Conhecimentos Gerais

O que é matéria escura e como sabemos que existe?

A matéria escura é uma forma invisível de matéria que tem massa. Ele não emite ou absorve calor, luz ou quaisquer outras ondas eletromagnéticas. Além disso, ele interage “fracamente” com a matéria comum, tornando-o ainda mais furtivo.

De todos os ramos da ciência, um dos mais populares é a astronomia, e por boas razões. Quem na Terra já se perguntou sobre estrelas cintilantes, a lua brilhante e os meteoros ocasionais que iluminam nosso céu noturno! Desde a invenção do telescópio , nossa curiosidade sobre o mundo além do nosso planeta só aumentou.Com telescópios espaciais avançados como o Hubble, podemos agora perscrutar as profundezas do cosmos e detectar até mesmo as galáxias antigas que se formaram logo após o Big Bang . Na verdade, foi olhando para uma dessas galáxias prístinas que um dos maiores mistérios do Universo foi concebido pela primeira vez – a matéria escura!

Origens da matéria escura

No início dos anos 1600, Johannes Kepler descobriu que quanto mais longe um planeta estava do Sol, mais devagar ele girava em torno do Sol. Algumas décadas depois, Newton apareceu e estabeleceu as leis fundamentais da gravidade, o que nos permitiu medir essa força incrivelmente importante.

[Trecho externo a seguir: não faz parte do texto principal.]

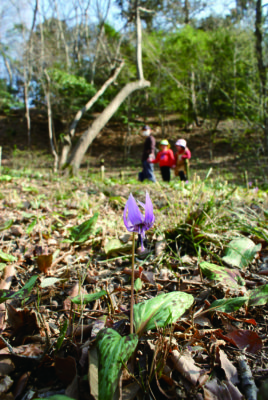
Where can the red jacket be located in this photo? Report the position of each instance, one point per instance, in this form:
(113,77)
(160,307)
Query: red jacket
(164,158)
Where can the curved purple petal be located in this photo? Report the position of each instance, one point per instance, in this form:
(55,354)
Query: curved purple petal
(149,213)
(134,217)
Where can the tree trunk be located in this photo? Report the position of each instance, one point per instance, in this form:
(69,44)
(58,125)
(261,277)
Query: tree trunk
(138,47)
(50,124)
(262,68)
(89,135)
(27,110)
(68,138)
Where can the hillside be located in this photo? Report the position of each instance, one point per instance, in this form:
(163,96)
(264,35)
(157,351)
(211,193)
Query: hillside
(230,151)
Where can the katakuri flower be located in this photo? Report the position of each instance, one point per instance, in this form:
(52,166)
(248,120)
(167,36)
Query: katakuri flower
(134,220)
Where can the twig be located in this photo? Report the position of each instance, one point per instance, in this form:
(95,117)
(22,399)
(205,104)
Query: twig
(247,380)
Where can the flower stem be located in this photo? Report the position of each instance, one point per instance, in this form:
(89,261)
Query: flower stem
(132,284)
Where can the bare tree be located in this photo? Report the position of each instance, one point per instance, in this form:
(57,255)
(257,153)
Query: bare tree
(262,68)
(68,138)
(75,159)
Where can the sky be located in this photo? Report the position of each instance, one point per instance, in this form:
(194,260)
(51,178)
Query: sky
(18,11)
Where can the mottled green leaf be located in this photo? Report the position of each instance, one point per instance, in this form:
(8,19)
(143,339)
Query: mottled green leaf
(113,351)
(240,252)
(6,225)
(155,312)
(81,233)
(5,178)
(228,277)
(22,293)
(258,296)
(228,305)
(87,298)
(7,257)
(2,266)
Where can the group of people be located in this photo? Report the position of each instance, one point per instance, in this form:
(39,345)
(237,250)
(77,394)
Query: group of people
(165,157)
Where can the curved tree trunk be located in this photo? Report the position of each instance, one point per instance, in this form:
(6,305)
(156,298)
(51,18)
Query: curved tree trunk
(68,138)
(89,135)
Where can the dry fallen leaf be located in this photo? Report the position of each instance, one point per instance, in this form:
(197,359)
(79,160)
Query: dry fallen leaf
(184,363)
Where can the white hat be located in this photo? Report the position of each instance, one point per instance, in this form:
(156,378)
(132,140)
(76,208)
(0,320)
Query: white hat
(181,142)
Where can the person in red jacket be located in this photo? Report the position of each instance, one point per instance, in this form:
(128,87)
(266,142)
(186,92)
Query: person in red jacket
(182,156)
(166,160)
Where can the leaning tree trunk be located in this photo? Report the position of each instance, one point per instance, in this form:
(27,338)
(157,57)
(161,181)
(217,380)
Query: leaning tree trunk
(89,135)
(262,68)
(50,123)
(68,138)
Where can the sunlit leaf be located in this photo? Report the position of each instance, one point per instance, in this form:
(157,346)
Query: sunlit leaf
(113,351)
(240,252)
(227,276)
(7,257)
(5,178)
(22,293)
(81,233)
(258,296)
(228,305)
(156,311)
(87,298)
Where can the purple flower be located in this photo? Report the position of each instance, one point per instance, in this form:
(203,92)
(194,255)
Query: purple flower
(134,219)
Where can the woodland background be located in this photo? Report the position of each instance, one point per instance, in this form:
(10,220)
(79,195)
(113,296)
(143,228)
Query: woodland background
(64,63)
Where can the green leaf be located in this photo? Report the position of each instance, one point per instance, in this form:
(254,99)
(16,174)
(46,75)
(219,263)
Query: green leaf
(155,312)
(240,252)
(138,284)
(87,298)
(62,335)
(258,296)
(31,226)
(5,178)
(22,293)
(113,351)
(229,277)
(56,397)
(114,247)
(49,282)
(81,233)
(7,257)
(2,266)
(228,305)
(6,225)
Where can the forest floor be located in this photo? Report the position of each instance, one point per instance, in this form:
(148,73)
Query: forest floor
(200,286)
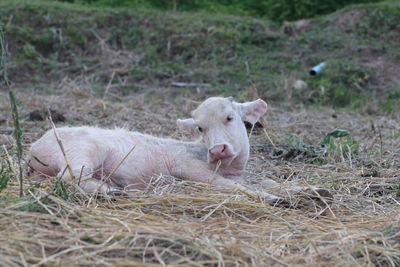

Usando a lei da gravitação de Newton, calculamos a gravidade do Sol, que por sua vez nos deu detalhes sobre a massa do Sol. Com o avanço dos telescópios e outras tecnologias astronômicas, os cientistas começaram a aplicar a lei da gravitação de Newton em galáxias em rotação para estudá-las também.

Linda galáxia (Crédito da foto: Souricette-du-13 / Wikimedia Commons)

Descoberta de Fritz

Na década de 1930, um astrônomo suíço chamado Fritz Zwicky, enquanto estudava as galáxias do aglomerado Coma , notou que algumas galáxias se moviam a uma velocidade muito alta. Na verdade, eles eram tão rápidos que Zwicky sentiu que não poderiam mais permanecer gravitacionalmente presos e, inevitavelmente, seriam arrancados.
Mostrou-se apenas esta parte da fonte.